Energy specialists are working to solve the problem “quickly”, the Russian-backed authorities said, as they urged people to “keep calm”.

But the head of the regional administration, Yaroslav Yanuschevych, blamed Russia for the power outages.

He said that around 1.5 kilometers (just under a mile) of power lines had been destroyed in the town of Beryslav – the power supply was completely cut off because the “damage is quite extensive”.

“Probably there will be no light in Beryslav until the city is completely unoccupied,” he wrote on the Telegram social media platform.

“It is impossible to repair the lines immediately – there is a lack of specialists, of equipment, and the Russian invaders will not allow this.”

News of the outage followed reports that the Kakhovka Dam in the Russian-controlled Kherson region had been “damaged” by a Ukrainian strike.

“Today at 10:00 a.m. six HIMARS rockets arrived. Air defense units shot down five missiles, one hit a lock of the Kakhovka Dam, which was damaged,” Russian news agencies quoted local rescue services as saying.

RIA Novosti news agency quoted a local Moscow-backed official as saying the damage was not “critical”.

Ukraine has warned in recent weeks that Moscow’s forces intend to blow up the strategic facility to cause flooding.

The Kakhovka hydroelectric power station in southern Ukraine was captured by Moscow’s forces early in their offensive. It supplies water to Crimea annexed by Russia.

threat of flooding

For weeks, Russian forces have rained missiles and explosive drones on Ukraine’s infrastructure, as a major Ukrainian ground offensive – fueled by Western arms shipments – has pushed Russian troops back into parts of the country.

“We are also aware of the fact that the terrorist state is concentrating forces and means for a possible repetition of massive attacks on our infrastructure, especially energy,” said President Volodymyr Zelenskyy in his evening speech with a view to Russia.

“For this, Russia needed Iranian missiles in particular. We are preparing to respond to it,” said Zelenskyy.

Kiev Mayor Vitali Klitschko said he does not rule out a complete blackout in the Ukrainian capital. “We calculate different scenarios to withstand this and to be prepared,” he said.

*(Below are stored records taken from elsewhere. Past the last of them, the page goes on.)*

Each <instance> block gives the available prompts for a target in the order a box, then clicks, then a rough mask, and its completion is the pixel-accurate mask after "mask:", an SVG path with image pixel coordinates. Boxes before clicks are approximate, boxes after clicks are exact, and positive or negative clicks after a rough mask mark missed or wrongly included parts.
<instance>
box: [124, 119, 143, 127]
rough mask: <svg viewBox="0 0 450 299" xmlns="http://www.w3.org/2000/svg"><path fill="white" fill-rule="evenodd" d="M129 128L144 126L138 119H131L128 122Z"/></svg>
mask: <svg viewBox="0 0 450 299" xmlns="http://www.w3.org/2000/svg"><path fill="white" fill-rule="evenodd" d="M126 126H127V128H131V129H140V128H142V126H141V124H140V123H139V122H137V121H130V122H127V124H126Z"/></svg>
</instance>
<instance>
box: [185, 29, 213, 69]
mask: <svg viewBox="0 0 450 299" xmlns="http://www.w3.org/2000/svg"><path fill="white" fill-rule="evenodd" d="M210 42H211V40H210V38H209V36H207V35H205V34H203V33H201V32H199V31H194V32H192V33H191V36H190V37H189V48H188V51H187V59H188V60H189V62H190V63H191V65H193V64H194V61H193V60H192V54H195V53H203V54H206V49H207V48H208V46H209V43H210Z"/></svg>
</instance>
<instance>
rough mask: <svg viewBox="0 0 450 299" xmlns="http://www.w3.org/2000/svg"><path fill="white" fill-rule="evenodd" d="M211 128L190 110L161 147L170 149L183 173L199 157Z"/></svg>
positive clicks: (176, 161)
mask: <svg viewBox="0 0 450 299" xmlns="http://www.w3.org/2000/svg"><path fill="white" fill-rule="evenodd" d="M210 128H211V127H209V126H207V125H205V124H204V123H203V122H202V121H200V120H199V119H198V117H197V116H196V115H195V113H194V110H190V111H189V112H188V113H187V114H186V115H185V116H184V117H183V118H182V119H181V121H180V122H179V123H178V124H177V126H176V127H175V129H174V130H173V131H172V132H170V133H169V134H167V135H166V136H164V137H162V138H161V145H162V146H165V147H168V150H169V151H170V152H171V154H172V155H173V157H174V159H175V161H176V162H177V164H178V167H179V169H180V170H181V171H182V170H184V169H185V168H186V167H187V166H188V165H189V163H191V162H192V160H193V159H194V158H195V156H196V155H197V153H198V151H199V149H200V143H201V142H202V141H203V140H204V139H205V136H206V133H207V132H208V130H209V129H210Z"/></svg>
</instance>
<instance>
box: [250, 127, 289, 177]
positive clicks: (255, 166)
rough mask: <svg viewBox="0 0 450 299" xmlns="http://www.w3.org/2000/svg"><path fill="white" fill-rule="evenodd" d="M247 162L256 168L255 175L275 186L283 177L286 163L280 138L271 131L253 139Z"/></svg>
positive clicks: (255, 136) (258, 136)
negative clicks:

Russian strikes last month destroyed about a third of Ukraine’s power plants and the government has urged Ukrainians to save as much electricity as possible.

But so far Ukraine has rarely attacked Russian-held civilian power infrastructure in Moscow-annexed territory, preferring to target Russian army supply lines.

Moscow’s occupying forces in Kherson have vowed to turn the city into a “fortress” as Ukraine mounts a counter-offensive in the south.

Russian forces have been organizing a civilian withdrawal from the Kherson region for weeks while Ukrainian troops advance in what Kyiv calls “deportations.”

Moscow-installed Kherson Governor Vladimir Saldo said he would move people further into the region or to Russia because of the risk of a “massive missile attack.”

Destroying the dam would result in flooding of the left bank of the Dnipro River, he said.

Zelenskyi said last month that Russian forces mined the Kakhovka hydroelectric power station with the intention of blowing it up.

Its destruction could cause a flash flood for hundreds of thousands of people, he warned.

He said the disruption to water supplies in the south could also affect the cooling systems at the Zaporizhia nuclear power plant – the largest in Europe.

Meanwhile, a Taiwanese man who volunteered to fight in Ukraine has died on the battlefield, Taipei’s foreign ministry said, believed to be the first person from the island to be killed in the conflict.

And in a final address during his visit to Bahrain on Sunday, Pope Francis urged the community to “pray for Ukraine, which is suffering so much” and for an end to the war.